[NeurIPS 2024 spotlight] Text-DiFuse: An Interactive Multi-Modal Image Fusion Framework based on Text-modulated Diffusion Model
This repository is the official implementation of the NeurIPS 2024 paper: "Text-DiFuse: An Interactive Multi-Modal Image Fusion Framework based on Text-modulated Diffusion Model"
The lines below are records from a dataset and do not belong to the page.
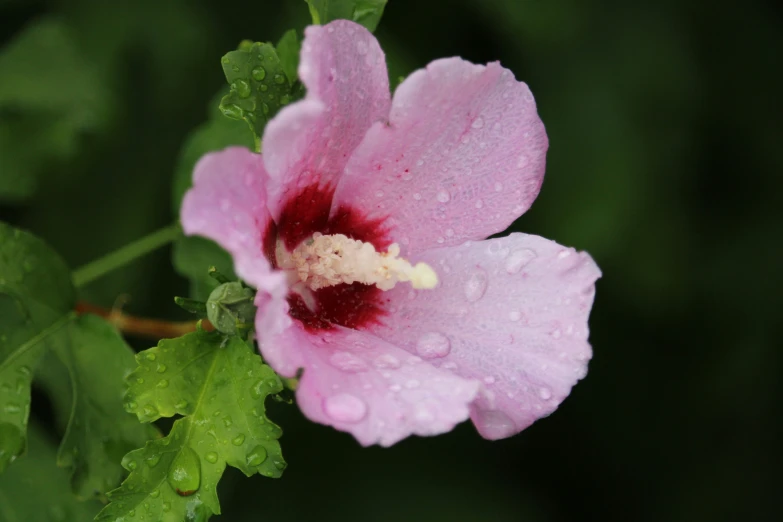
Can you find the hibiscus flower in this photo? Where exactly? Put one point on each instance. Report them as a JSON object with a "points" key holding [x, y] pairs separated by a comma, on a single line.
{"points": [[362, 228]]}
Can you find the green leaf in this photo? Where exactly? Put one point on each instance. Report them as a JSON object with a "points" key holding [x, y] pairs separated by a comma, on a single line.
{"points": [[288, 51], [365, 12], [259, 86], [36, 298], [99, 431], [219, 385], [51, 92], [35, 489]]}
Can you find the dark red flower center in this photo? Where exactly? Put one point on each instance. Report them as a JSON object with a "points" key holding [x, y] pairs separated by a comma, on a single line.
{"points": [[308, 211]]}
If our work assists your research, feel free to give us a star ⭐ or cite us using:
@article{zhang2024text,
title={Text-DiFuse: An Interactive Multi-Modal Image Fusion Framework based on Text-modulated Diffusion Model},
author={Zhang, Hao and Cao, Lei and Ma, Jiayi},
journal={Advances in Neural Information Processing Systems},
volume={37},
pages={39552--39572},
year={2024}
url={https://proceedings.neurips.cc/paper_files/paper/2024/hash/45e409b46bebd648e9041a628a1a9964-Abstract-Conference.html}
}
If you have any questions or discussions, please send me an email:
whu.caolei@whu.edu.cn
conda create -n Text-DiFuse python==3.9
conda activate Text-DiFuse
pip install torch==2.1.0 torchvision==0.16.0 torchaudio==2.1.0
pip install -r requirements.txt
Download the public datasets MSRS, RoadScene, TNO, LLVIP, M3FD, and Harvard, and place them in the following directory:
./data/test/
You can download the pre-trained weights from Google Drive and place them in the following directory:
./pretrained/
After modifying configurable parameters such as task_type and timestep, you can directly run the code:
python test.py
If you want to test the modulation mode, please first download the pretrained model weights for OWL-ViT and SAM, and place them at the following path:
./modulated/checkpoint/
You can modify parameter text_prompt, and then run the code:
python test_modulated.py
Place your own training data in the directory:
./data/train_diffusion/
And then run the code:
python train_diffusion.py
Place your own training data in the directory:
./data/train_FCM/
And then run the code:
python train_FCM.py